NBC announced that The Wiz would be the network’s annual live musical broadcast back in March. But in ways that the network couldn’t have known, it was a timely choice. The Wiz is by far NBC’s most sophisticated live musical broadcast yet; it’s also one that felt, movingly, of its time.
The past two of NBC’s musicals, The Sound of Music and Peter Pan, worked assiduously at feeling like nostalgia acts; a viewer who didn’t know they were live broadcasts, and who didn’t recognize Carrie Underwood as Maria von Trapp or Allison Williams as Peter Pan, might have thought she were watching something from the early days of television. By contrast, The Wiz was adorned with subtle nods to contemporary culture, from the trap music beats playing as the flying monkeys danced to Dorothy beginning a story, slangily, with “What had happened was…”
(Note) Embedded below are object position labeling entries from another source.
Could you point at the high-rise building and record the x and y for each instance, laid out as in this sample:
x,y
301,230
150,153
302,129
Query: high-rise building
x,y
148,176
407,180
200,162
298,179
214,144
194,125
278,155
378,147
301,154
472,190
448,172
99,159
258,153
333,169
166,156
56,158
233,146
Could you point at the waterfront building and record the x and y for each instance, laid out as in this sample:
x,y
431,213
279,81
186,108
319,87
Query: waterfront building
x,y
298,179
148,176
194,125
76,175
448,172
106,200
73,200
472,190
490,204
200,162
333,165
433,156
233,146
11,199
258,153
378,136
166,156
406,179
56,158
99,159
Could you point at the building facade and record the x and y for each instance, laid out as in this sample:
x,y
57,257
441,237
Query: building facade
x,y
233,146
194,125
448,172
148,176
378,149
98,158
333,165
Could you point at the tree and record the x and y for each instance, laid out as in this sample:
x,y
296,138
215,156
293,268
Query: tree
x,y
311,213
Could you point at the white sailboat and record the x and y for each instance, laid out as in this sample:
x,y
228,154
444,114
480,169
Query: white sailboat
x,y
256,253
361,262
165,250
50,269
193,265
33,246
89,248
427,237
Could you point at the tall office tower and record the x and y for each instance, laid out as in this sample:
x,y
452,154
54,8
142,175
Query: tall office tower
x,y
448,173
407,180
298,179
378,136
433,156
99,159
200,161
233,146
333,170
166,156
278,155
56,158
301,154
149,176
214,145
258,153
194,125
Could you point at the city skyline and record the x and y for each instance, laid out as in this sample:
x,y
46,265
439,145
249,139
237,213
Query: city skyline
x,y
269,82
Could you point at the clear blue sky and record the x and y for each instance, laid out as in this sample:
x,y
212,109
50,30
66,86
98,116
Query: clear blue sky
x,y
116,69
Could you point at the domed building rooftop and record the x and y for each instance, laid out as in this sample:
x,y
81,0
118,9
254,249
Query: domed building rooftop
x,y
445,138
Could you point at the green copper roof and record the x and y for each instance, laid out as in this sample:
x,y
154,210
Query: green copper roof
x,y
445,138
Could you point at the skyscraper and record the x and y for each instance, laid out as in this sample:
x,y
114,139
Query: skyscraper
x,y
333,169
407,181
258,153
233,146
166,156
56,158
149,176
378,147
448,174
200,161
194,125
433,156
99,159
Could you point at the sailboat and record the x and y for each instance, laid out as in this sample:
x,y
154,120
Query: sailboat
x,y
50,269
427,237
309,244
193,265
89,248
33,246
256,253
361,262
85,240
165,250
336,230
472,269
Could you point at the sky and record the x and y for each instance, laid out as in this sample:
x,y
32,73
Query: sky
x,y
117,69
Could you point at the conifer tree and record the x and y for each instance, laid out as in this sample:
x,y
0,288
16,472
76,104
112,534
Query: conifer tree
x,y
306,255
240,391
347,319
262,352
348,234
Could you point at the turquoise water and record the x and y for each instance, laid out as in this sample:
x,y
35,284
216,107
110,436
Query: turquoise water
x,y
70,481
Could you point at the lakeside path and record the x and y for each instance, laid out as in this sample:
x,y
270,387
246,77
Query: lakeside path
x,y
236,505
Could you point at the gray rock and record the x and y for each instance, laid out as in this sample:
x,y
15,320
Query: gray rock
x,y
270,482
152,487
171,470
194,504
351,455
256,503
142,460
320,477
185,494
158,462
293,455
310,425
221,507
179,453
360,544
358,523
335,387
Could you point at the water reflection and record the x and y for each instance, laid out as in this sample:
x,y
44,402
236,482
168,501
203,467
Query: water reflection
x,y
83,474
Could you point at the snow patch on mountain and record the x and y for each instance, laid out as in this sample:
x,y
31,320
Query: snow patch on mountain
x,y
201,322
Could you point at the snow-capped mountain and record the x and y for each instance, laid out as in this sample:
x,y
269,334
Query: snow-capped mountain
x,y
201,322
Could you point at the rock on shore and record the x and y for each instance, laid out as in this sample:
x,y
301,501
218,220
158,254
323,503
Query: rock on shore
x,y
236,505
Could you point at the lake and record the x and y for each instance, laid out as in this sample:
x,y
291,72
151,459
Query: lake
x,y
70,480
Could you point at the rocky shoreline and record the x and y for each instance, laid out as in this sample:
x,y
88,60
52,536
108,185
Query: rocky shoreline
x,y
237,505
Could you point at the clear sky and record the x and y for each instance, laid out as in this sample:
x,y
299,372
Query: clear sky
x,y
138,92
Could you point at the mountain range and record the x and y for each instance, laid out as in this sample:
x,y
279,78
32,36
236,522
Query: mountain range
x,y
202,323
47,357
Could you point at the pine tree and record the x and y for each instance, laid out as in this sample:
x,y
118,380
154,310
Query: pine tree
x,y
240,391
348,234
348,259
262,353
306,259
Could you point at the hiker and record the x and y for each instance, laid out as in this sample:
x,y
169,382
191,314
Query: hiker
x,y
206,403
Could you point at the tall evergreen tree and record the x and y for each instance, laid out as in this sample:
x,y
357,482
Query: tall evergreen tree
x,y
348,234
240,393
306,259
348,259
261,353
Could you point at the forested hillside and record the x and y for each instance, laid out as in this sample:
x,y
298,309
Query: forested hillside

These contemporary-feeling moments might be eye-roll-worthy if The Wiz didn’t feel quite so necessary. The year that’s ending was one in which black people fought, in public, to be recognized as worthy of recognition, respect, and basic rights—to be seen, as it were, as mattering. Against this troubling backdrop, an entirely black cast being granted three hours of airtime on a major network feels meaningful. That this cast’s talents, speaking frankly, blew Peter Pan and the majority of The Sound of Music out of the water is gratifying on top of being very good TV.
The Wiz can’t be untangled from the politics of its day, whichever that day may be: The original show opened on Broadway in 1975 at a uniquely low point for New York City. Its vision of a Dorothy stripped of her bourgeoise pretensions and placed in an Oz that looked a lot like, well, the real New York City made it a multiple-Tony-winning hit. The movie, a rare miss for director Sidney Lumet, fell short of the mark; it has virtues as camp, particularly in Diana Ross’s performance, but ultimately lacks the courage of its convictions.
No such problems plagued NBC’s Wiz, which was as brash and big-hearted as our own times demand. The cast, from newcomer Shanice Williams as Dorothy to Mary J. Blige as witch Evillene to Uzo Aduba as Glinda the Good, was at once visibly trying hard and as-visibly unstressed; several commercial breaks came a moment after the cast seemed to think they were off-camera, breaking into unrehearsed grins and hugs.
Small gaps like that are winning, especially when the bulk of the show is as well-executed as was The Wiz. It’s similar to how hard-earned the victory for Dorothy and company felt after an often-dispiriting journey. “Why do we even try / that’s what we get for letting our hopes get too high” asked the Scarecrow in one scene; it echoed far beyond the soundstage as a question too many viewers surely ask themselves. A single broadcast can hardly redress such concerns, and a simple good musical is not such a minor thing to be. But The Wiz, to its and to NBC’s credit, felt like far more than itself.